The Queens Head may sound like a bizarre venue for an educational initiative, but then Christchurch Road compresses the extremes of the British education system into a very small space. At its east end, less than 200 yards from the pub, you find the huge green campus of the University of Reading. Less than two hundred yards to the west of the pub there used to be Reading Alternative School. This sounds like a chic and radical school, with an imaginative curriculum and innovative teaching methods. Er, not quite. You went to Reading Alternative School only when there was no alternative for you. Your totally disruptive, violent or depraved behaviour meant that even the worst schools in town had washed their hands of you, but the luckless Local Education Authority still had a legal obligation to 'educate' you until the age of 16. A friend taught at this school for a few months and was lucky to escape uninjured when a pupil threw a pair of scissors at her. She is a really lovely and compassionate person and explained the horrendous backgrounds of many pupils; parental neglect and abandonment, physical, emotional and sexual abuse, drink and drug abuse, mental illness. The name was proof that local British government, like the national government, has no shortage of bullshit merchants.

I use the past tense because Reading Alternative School no longer exists. I walked past some weeks ago and Phoenix College had taken its place. My cynical sister suggested that the name was inspired by the 'students' torching the earlier school, but the buildings looked much the same. Plainly the bullshit merchants had paid a return visit. They must have trained the staff well because shortly afterwards an article appeared in the local paper.

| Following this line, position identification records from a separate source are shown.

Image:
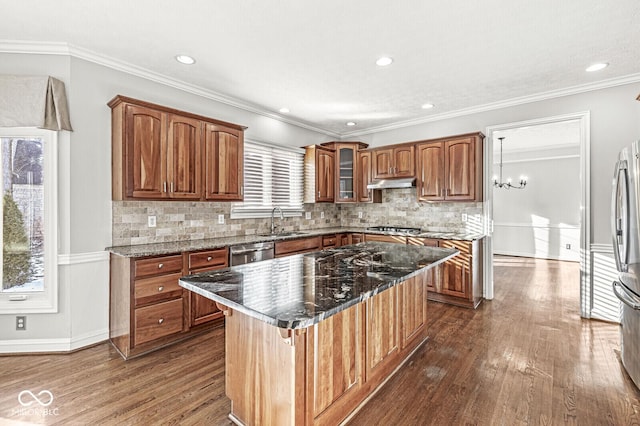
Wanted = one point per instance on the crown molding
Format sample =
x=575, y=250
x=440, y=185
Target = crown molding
x=573, y=90
x=60, y=48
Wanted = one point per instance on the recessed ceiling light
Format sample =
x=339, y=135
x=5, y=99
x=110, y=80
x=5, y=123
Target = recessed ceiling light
x=185, y=59
x=384, y=61
x=597, y=67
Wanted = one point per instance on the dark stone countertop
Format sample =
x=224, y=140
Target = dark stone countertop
x=298, y=291
x=141, y=250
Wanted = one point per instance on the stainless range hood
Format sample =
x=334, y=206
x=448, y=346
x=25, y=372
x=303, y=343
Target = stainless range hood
x=392, y=183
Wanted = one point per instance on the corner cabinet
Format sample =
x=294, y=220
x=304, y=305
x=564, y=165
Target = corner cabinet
x=157, y=154
x=450, y=169
x=319, y=174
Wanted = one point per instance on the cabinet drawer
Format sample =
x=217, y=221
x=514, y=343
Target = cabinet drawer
x=158, y=288
x=159, y=320
x=204, y=259
x=329, y=241
x=157, y=266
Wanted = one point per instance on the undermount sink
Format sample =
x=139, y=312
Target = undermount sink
x=284, y=234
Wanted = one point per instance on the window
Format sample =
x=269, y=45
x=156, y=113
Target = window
x=29, y=225
x=273, y=176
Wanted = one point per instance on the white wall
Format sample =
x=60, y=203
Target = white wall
x=615, y=122
x=85, y=190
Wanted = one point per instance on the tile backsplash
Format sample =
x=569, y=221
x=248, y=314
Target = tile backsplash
x=188, y=220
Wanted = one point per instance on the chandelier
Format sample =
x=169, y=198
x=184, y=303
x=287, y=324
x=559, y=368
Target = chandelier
x=499, y=183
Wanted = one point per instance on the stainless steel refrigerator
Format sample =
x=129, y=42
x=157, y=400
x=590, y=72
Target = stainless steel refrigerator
x=625, y=226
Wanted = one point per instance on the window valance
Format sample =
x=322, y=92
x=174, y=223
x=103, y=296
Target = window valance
x=33, y=101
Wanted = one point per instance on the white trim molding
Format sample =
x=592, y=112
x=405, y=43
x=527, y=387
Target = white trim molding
x=77, y=258
x=53, y=345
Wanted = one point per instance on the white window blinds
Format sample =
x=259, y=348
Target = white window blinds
x=273, y=176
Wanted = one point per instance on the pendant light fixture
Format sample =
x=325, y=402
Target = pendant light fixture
x=499, y=183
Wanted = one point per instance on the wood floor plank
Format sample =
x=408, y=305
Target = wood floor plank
x=524, y=358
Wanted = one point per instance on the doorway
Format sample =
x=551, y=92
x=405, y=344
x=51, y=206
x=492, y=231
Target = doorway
x=535, y=143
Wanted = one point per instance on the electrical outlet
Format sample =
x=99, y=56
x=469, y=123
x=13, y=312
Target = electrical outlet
x=21, y=323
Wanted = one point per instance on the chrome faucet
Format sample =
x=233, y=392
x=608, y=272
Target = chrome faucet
x=273, y=213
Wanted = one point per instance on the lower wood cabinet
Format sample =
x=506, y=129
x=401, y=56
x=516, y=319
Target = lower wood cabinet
x=148, y=307
x=318, y=375
x=202, y=309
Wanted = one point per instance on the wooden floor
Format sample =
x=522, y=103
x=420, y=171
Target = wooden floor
x=525, y=357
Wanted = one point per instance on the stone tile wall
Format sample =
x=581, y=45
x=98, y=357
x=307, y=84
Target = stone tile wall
x=186, y=220
x=400, y=207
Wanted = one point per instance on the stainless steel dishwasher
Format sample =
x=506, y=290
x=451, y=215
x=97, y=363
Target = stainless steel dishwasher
x=248, y=253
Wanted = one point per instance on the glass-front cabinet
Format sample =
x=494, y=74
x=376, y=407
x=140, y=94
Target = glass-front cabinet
x=346, y=171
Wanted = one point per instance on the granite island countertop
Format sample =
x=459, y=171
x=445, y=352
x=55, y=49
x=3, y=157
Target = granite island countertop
x=298, y=291
x=171, y=247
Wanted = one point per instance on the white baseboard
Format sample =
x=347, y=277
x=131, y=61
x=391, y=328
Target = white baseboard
x=53, y=345
x=534, y=255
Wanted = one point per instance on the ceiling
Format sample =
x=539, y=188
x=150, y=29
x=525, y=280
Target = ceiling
x=317, y=58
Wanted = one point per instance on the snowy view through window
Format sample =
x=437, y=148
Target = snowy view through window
x=23, y=215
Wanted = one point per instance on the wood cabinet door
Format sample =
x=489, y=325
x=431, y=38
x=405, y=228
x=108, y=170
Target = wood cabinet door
x=325, y=175
x=382, y=163
x=404, y=162
x=460, y=169
x=224, y=163
x=145, y=147
x=184, y=145
x=382, y=330
x=456, y=272
x=364, y=177
x=413, y=296
x=430, y=184
x=336, y=365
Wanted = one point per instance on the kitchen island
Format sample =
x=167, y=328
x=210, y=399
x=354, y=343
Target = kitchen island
x=310, y=337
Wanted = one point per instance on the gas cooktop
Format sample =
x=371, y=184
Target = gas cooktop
x=398, y=229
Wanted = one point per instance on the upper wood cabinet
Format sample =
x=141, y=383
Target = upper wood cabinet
x=393, y=162
x=319, y=170
x=223, y=151
x=450, y=169
x=157, y=153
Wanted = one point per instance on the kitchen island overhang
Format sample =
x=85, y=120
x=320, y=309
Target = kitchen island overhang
x=310, y=337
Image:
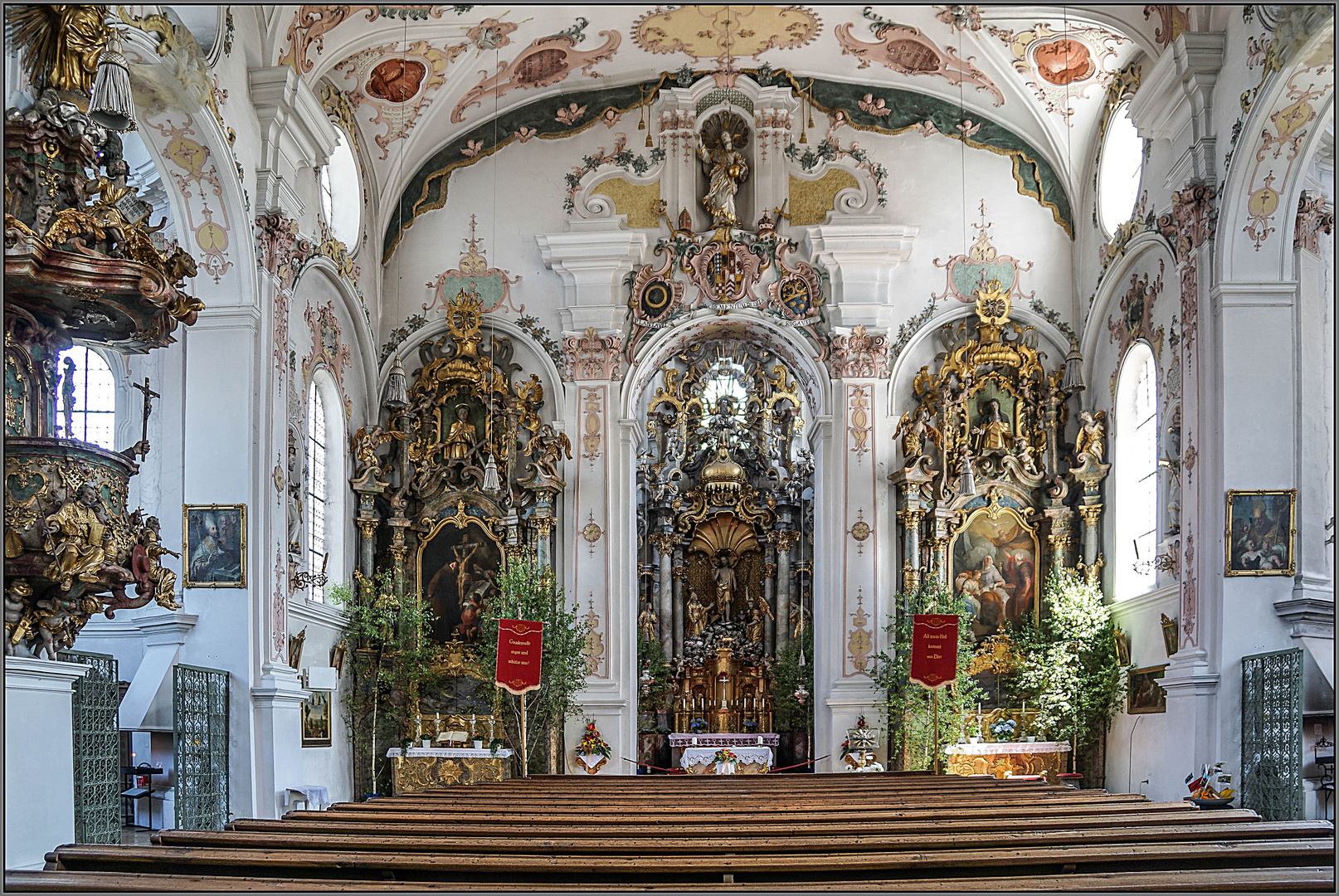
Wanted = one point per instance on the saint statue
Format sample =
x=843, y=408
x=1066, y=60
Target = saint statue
x=462, y=437
x=697, y=614
x=726, y=169
x=647, y=623
x=994, y=431
x=74, y=538
x=724, y=579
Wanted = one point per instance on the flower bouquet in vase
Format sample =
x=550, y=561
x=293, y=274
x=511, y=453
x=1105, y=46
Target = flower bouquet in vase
x=724, y=761
x=1003, y=730
x=592, y=750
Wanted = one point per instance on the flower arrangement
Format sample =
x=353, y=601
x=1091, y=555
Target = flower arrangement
x=1003, y=730
x=592, y=743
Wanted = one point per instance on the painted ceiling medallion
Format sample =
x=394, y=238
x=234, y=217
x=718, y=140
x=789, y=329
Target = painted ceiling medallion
x=724, y=32
x=545, y=62
x=908, y=51
x=398, y=85
x=1062, y=66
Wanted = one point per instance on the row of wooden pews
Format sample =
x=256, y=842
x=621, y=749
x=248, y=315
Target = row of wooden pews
x=695, y=832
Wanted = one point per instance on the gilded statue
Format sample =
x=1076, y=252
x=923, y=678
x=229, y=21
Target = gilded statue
x=1090, y=442
x=462, y=436
x=17, y=621
x=152, y=577
x=994, y=433
x=724, y=579
x=61, y=43
x=912, y=429
x=697, y=614
x=547, y=448
x=75, y=538
x=726, y=168
x=647, y=623
x=752, y=631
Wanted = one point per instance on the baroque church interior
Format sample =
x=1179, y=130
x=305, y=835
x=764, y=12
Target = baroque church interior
x=737, y=351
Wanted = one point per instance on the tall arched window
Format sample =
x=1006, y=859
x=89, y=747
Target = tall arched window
x=86, y=407
x=1136, y=501
x=318, y=486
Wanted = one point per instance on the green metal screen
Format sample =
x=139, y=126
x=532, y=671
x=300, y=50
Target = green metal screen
x=1271, y=734
x=200, y=747
x=97, y=741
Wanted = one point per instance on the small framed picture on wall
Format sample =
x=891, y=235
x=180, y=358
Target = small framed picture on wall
x=1147, y=695
x=316, y=719
x=1262, y=532
x=216, y=545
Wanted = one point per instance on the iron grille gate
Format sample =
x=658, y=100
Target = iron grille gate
x=97, y=743
x=200, y=747
x=1271, y=734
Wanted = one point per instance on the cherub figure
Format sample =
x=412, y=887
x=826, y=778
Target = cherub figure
x=912, y=429
x=1090, y=441
x=547, y=448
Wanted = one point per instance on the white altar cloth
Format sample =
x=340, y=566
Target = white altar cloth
x=699, y=757
x=1010, y=747
x=450, y=753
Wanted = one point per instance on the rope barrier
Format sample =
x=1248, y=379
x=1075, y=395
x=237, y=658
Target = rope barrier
x=785, y=767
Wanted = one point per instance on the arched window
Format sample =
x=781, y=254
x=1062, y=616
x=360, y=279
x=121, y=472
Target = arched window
x=86, y=403
x=1136, y=501
x=1120, y=169
x=342, y=198
x=318, y=488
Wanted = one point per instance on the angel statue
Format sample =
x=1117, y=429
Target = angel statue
x=724, y=165
x=548, y=448
x=1090, y=441
x=912, y=429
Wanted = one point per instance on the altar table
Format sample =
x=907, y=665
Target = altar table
x=700, y=760
x=1005, y=760
x=421, y=769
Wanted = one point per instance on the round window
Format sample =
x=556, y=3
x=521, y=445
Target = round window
x=1118, y=170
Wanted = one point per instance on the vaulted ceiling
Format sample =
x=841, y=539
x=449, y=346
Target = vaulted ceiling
x=419, y=76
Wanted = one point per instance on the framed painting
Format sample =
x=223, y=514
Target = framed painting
x=1145, y=694
x=216, y=545
x=316, y=719
x=1262, y=532
x=458, y=566
x=992, y=567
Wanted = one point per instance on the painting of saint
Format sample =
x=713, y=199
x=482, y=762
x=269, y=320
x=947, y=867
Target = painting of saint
x=216, y=545
x=994, y=568
x=458, y=571
x=1260, y=532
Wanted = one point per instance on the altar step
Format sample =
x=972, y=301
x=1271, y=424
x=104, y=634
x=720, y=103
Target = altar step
x=761, y=832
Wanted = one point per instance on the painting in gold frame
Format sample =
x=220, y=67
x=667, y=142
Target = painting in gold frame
x=458, y=566
x=215, y=545
x=1262, y=532
x=316, y=719
x=992, y=566
x=1145, y=694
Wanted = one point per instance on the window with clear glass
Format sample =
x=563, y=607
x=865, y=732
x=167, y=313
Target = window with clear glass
x=342, y=197
x=1136, y=501
x=86, y=403
x=1120, y=169
x=318, y=488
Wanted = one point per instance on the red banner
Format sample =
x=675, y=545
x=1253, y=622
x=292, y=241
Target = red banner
x=519, y=654
x=933, y=650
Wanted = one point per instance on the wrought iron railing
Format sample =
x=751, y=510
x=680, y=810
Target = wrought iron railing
x=200, y=747
x=1271, y=734
x=97, y=747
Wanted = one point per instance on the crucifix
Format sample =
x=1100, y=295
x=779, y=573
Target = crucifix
x=141, y=449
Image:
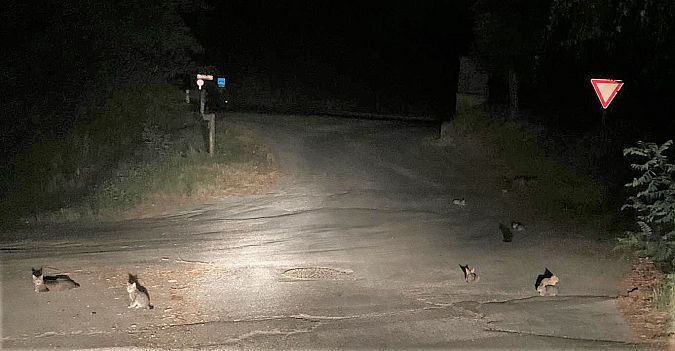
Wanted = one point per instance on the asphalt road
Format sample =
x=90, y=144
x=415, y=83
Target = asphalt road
x=357, y=246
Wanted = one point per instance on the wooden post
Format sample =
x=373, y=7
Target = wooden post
x=212, y=134
x=202, y=101
x=211, y=118
x=514, y=107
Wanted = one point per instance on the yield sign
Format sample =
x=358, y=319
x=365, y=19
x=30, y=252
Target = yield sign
x=606, y=90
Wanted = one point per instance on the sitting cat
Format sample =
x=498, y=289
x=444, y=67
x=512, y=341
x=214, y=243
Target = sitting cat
x=52, y=283
x=138, y=294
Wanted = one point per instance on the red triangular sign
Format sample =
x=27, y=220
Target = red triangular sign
x=606, y=90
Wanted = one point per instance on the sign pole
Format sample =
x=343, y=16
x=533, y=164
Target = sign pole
x=212, y=134
x=202, y=100
x=606, y=90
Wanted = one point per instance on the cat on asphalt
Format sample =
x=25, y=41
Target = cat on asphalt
x=138, y=294
x=470, y=274
x=47, y=283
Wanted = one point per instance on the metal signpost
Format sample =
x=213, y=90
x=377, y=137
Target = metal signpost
x=606, y=90
x=211, y=117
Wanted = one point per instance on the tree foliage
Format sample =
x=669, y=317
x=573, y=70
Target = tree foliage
x=654, y=203
x=74, y=54
x=630, y=37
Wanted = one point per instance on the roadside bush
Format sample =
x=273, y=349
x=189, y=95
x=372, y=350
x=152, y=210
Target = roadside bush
x=654, y=204
x=55, y=172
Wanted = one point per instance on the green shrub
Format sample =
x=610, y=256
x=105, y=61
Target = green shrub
x=56, y=172
x=654, y=204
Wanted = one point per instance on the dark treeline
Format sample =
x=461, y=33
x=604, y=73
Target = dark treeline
x=375, y=56
x=557, y=46
x=62, y=59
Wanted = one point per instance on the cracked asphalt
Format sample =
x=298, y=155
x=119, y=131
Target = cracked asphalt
x=357, y=246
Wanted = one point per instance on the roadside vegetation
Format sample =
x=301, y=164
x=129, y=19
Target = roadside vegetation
x=567, y=188
x=146, y=149
x=557, y=189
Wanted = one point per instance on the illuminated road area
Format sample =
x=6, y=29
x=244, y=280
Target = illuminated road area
x=357, y=246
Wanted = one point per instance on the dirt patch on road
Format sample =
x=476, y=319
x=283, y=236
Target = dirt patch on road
x=237, y=180
x=638, y=305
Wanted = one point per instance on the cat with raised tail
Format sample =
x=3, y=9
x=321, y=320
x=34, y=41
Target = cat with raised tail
x=547, y=284
x=470, y=275
x=47, y=283
x=138, y=294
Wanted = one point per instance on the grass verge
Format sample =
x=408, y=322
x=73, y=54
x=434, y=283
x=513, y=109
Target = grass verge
x=144, y=151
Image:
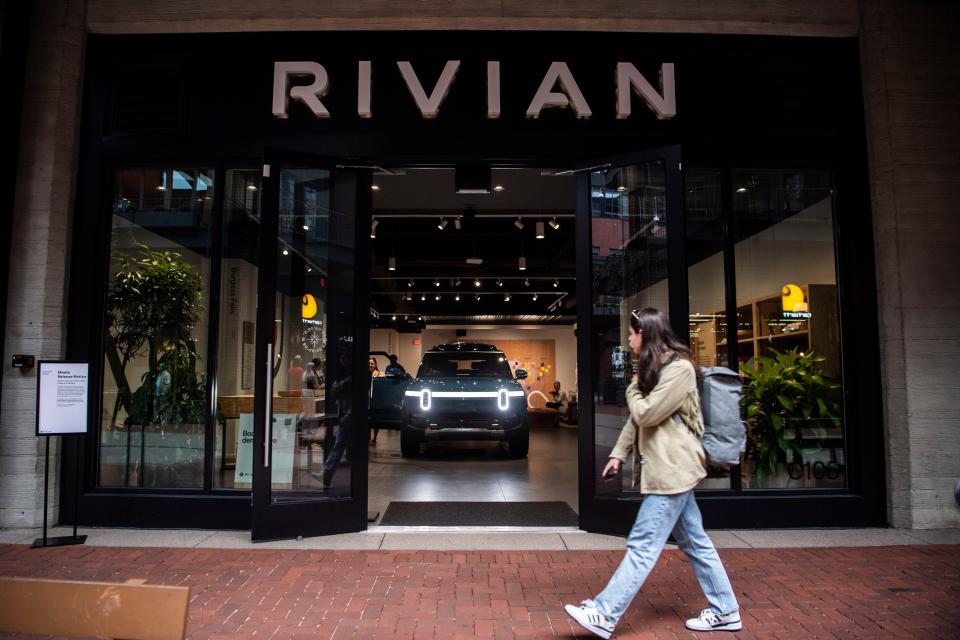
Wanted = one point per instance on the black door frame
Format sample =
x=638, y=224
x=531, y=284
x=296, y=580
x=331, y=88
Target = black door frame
x=311, y=516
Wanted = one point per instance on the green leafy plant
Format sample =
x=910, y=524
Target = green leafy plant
x=782, y=396
x=153, y=303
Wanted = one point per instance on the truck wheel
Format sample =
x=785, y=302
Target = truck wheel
x=409, y=445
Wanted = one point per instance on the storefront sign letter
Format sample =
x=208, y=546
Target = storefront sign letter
x=559, y=72
x=429, y=107
x=309, y=94
x=664, y=106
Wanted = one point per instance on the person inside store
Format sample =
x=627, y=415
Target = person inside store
x=559, y=398
x=395, y=368
x=340, y=393
x=295, y=374
x=663, y=433
x=374, y=373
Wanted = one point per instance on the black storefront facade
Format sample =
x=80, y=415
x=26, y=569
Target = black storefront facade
x=749, y=115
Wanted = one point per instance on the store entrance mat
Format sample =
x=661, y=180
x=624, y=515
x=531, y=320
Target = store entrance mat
x=479, y=514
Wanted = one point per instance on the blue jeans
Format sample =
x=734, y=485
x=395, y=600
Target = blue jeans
x=658, y=516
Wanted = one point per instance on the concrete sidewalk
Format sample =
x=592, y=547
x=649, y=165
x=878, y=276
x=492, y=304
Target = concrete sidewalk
x=904, y=591
x=491, y=538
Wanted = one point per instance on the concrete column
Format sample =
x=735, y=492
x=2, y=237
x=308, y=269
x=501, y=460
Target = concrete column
x=911, y=78
x=40, y=247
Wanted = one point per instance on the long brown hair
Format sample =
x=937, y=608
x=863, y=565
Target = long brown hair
x=660, y=345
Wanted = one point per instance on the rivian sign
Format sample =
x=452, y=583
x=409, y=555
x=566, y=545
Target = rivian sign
x=308, y=82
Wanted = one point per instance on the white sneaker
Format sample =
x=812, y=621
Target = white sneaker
x=590, y=619
x=710, y=620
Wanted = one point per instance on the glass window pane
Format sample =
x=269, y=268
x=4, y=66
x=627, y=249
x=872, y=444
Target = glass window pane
x=154, y=383
x=233, y=452
x=706, y=285
x=629, y=236
x=312, y=384
x=788, y=329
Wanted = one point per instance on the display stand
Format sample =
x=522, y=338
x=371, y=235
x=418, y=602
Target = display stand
x=62, y=392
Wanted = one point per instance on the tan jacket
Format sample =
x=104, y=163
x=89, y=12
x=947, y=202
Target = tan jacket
x=671, y=454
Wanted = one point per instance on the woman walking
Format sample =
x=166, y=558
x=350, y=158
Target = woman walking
x=663, y=433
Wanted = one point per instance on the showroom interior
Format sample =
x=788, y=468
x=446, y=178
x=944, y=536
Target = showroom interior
x=744, y=229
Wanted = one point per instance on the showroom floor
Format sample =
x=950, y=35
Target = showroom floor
x=475, y=471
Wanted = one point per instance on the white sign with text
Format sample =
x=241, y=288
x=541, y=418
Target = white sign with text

Reading Alternative School might as well have been on Pluto for all the press coverage it received. Every other school in town had newspaper articles describing its academic achievements, sporting successes, drama productions, musical concerts, fundraising events, etc. No parent would ever boast about their child going to Reading Alternative School. Now at last an article described a charity fundraising event at the Phoenix College. For the benefit of bemused local citizens,who had not a clue where this 'college' was or what it taught, a staff member explained that the pupils 'had many things going on in their lives'. It was like 'La Vie en rose' covering Edith Piaf's World War 2 career.

Walk less than 300 yards west along Christchurch Road from Phoenix College and you come to the junior department of Abbey School. You go to the Abbey School if you are female and your parents can afford £8,000 ($16,000+) a year in fees. Sally Taylor, who presents the local news on BBC South Today, went to Abbey School. In fact an astonishing number of TV presenters went to Abbey School. The Chief Vetinary Officer in Britain also appeared on TV quite a lot during the recent foot and mouth disease panic.....and she went to Abbey School. The pupils at Phoenix College probably have a better chance of flying to the moon than going to Oxford or becoming TV presenters, even when the school leaving age is raised to 18 as the Government plans. But the Local Education Authority will have the pleasure of educating them and keeping their teachers alive for even longer.